Student calculators that actually make sense
Most calculator sites feel like they were built for accountants. CampusCalc is built for the 2am before your final, the moment your paycheck is smaller than expected, and the Sunday night when you realize you genuinely have no idea how much you should be studying. Every tool here does one thing — answers a specific student question, clearly, without making you sign up or sit through an ad.
Start with the GPA calculator if you want to know where your cumulative average actually stands — it handles weighted and unweighted, lets you add hypothetical future grades, and shows you exactly what you'd need to hit a target GPA by end of semester. For high schoolers figuring out college apps, the high school GPA calculator handles weighted AP and IB courses separately so your GPA reflects the actual difficulty of your schedule.
If finals are coming up and you're doing the math in your head — "what do I need to score to pass this class?" — the final grade calculator takes your current grade and the weight of the final exam and gives you the exact number you need. No more guessing.
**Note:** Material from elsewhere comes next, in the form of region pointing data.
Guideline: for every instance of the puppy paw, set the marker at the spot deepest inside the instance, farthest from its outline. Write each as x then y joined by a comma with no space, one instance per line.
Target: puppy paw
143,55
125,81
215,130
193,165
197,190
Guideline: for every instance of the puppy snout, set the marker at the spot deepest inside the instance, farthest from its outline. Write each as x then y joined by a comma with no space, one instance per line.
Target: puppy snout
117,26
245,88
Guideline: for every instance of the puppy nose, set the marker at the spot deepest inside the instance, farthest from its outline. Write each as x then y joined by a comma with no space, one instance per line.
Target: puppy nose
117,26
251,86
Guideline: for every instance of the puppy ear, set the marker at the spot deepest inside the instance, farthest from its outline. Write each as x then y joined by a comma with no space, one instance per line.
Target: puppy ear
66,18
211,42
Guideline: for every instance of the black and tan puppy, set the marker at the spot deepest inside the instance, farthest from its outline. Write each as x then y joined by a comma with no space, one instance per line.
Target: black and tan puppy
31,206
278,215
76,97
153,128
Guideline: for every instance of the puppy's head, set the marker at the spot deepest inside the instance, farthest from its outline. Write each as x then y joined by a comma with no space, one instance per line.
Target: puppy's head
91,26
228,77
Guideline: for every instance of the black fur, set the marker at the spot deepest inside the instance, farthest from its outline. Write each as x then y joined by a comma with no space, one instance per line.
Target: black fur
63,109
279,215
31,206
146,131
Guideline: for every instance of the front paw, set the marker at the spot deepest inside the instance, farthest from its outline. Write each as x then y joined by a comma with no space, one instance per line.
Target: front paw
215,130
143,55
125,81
The study hours planner builds on that by telling you how many hours per week each of your courses actually warrants, based on credit hours and difficulty.
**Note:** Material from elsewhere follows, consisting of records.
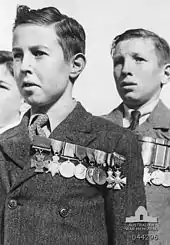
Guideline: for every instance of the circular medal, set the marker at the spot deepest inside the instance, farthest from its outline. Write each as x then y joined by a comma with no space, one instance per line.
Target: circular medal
89,175
166,181
67,169
80,171
157,177
99,176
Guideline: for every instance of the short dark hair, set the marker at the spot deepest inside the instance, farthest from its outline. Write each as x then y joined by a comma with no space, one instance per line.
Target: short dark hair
71,34
6,58
161,45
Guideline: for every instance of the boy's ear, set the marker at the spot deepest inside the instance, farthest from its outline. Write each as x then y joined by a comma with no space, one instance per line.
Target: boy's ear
166,74
78,63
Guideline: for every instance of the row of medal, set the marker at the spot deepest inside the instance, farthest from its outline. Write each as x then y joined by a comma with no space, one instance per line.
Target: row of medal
67,169
156,155
158,177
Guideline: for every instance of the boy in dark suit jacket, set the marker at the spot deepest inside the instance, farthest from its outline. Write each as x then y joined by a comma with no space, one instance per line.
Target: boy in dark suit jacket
141,61
80,183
On the money side: the student budget calculator walks you through income vs. expenses and shows you where the gaps are — and where most students quietly overspend (it's food). The student loan calculator shows you the full cost of your loans over time, not just the monthly payment. It also covers income-driven repayment and PSLF for federal loans, which most students don't learn about until after they've graduated.
If you're working part-time to cover expenses, the part-time pay calculator shows you your real take-home after federal taxes, FICA, and state withholding — because gross pay and what hits your bank account are very different numbers. It also covers how part-time income affects your financial aid eligibility.
The lifestyle tools are built around the things that actually affect your academic performance. The sleep calculator is based on 90-minute sleep cycles — it tells you what time to go to bed given your wake-up time so you wake at the end of a cycle instead of mid-cycle (which is why some mornings feel brutal even after plenty of hours). The caffeine calculator tells you how much of your last coffee is still active when you try to sleep, and gives you a realistic cut-off time based on your specific bedtime and dose.
For international students converting between grading systems, the CGPA converter handles 10-point, 4-point, and 5-point scales — including the university-specific formulas used by CBSE, VTU, Anna University, and others — and outputs both percentage and US 4.0 GPA equivalents. And when a lab assignment or recipe asks you to convert between metric and imperial, the unit converter covers length, weight, temperature, volume, speed, and area, all in one place.
Everything on CampusCalc is free, works on mobile, and doesn't require an account. The calculators run entirely in your browser — your grades, income, and sleep data never leave your device. No sign-up, no paywall, no ads during use.